On 31 May 1998, Halliwell announced her departure from the Spice Girls through her solicitor. (Note: Halliwell's departure was the subject of a lawsuit by Aprilia World Service B.V. (AWS), a manufacturer of motorcycles and scooters. The resulting Spice Girls Ltd v Aprilia World Service BV is now the leading case in English law on misrepresentation by conduct.) The announcement was preceded by days of frenzied press speculation after Halliwell missed two concerts in Norway and was absent from a performance on The National Lottery Draws. Halliwell first cited creative differences, and later said that she was suffering from exhaustion and disillusionment. Rumours of a power struggle with Melanie Brown circulated in the press. Halliwell's departure shocked fans and became one of the biggest entertainment news stories of the year, making international headlining news. The four remaining members were adamant that the group would carry on.

The North American leg of the Spiceworld Tour went on as planned, beginning in West Palm Beach, Florida, on 15 June, and grossing $93.6 million over 40 sold-out performances. The tour was attended by an estimated 2.1 million people over 97 shows with an estimated gross of $220-$250 million, the highest-grossing concert tour by a female group. It was accompanied by a documentary film, Spice Girls in America: A Tour Story. "Viva Forever", the last single released from Spiceworld, became the Spice Girls' seventh UK number-one. The video was made before Halliwell's departure and features all five members in stop-motion animated form.

While on tour in the United States, the Spice Girls wrote and recorded new material.
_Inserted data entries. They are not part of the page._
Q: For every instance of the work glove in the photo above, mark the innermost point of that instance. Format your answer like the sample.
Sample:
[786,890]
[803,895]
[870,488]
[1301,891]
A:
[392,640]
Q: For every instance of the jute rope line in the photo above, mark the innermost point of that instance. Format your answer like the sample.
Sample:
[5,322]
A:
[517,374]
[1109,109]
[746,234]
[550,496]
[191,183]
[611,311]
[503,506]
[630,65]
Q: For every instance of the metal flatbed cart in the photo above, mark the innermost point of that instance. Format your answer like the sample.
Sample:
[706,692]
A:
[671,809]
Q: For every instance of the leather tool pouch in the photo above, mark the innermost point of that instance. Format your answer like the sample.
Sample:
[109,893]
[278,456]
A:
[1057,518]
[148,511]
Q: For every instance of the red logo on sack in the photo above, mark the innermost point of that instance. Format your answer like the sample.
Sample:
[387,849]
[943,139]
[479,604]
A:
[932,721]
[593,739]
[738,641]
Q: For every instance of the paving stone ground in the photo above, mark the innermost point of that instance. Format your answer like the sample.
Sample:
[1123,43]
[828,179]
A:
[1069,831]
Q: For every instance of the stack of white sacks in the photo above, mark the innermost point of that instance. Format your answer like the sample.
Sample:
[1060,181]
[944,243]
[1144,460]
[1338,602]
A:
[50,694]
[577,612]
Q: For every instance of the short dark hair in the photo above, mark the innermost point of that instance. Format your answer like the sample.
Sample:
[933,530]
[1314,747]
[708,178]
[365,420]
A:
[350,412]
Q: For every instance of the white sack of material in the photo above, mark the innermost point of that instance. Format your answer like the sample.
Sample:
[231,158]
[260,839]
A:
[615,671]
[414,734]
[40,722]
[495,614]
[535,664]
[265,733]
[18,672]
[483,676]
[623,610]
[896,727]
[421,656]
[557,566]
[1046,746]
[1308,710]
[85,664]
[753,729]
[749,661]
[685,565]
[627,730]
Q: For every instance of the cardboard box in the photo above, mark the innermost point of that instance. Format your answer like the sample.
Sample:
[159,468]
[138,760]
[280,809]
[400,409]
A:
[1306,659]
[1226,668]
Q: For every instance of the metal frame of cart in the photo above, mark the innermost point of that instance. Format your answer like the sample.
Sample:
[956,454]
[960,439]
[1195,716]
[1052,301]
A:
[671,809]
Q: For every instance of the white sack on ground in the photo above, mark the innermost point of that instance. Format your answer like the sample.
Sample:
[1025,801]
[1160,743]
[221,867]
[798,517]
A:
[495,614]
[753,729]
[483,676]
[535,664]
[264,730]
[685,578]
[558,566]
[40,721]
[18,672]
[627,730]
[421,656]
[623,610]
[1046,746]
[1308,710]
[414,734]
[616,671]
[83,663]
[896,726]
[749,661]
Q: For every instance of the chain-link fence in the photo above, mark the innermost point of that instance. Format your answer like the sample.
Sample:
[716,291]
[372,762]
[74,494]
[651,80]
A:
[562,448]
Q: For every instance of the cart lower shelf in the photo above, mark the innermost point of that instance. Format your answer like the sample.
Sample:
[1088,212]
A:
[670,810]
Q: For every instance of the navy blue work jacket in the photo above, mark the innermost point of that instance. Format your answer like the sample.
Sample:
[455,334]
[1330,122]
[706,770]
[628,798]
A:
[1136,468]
They released a new song, "Goodbye", before Christmas in 1998. It was seen as a tribute to Halliwell, although parts of it had originally been written when Halliwell was still a part of the group. It became the Spice Girls' third consecutive Christmas number one, equalling the record previously set by the Beatles. In November, Bunton and Chisholm appeared at the 1998 MTV Europe Music Awards without their other bandmates, accepting two awards on behalf of the Spice Girls for Best Pop Act and Best Group. That year, Brown and Adams announced they were pregnant. Brown was married to the dancer Jimmy Gulzer and became known as Mel G for a brief period; she gave birth to their daughter Phoenix Chi in February 1999. Adams gave birth a month after to her son Brooklyn, whose father is the former Manchester United footballer David Beckham. Later that year, she married Beckham in a highly publicised wedding in Ireland, taking on his surname.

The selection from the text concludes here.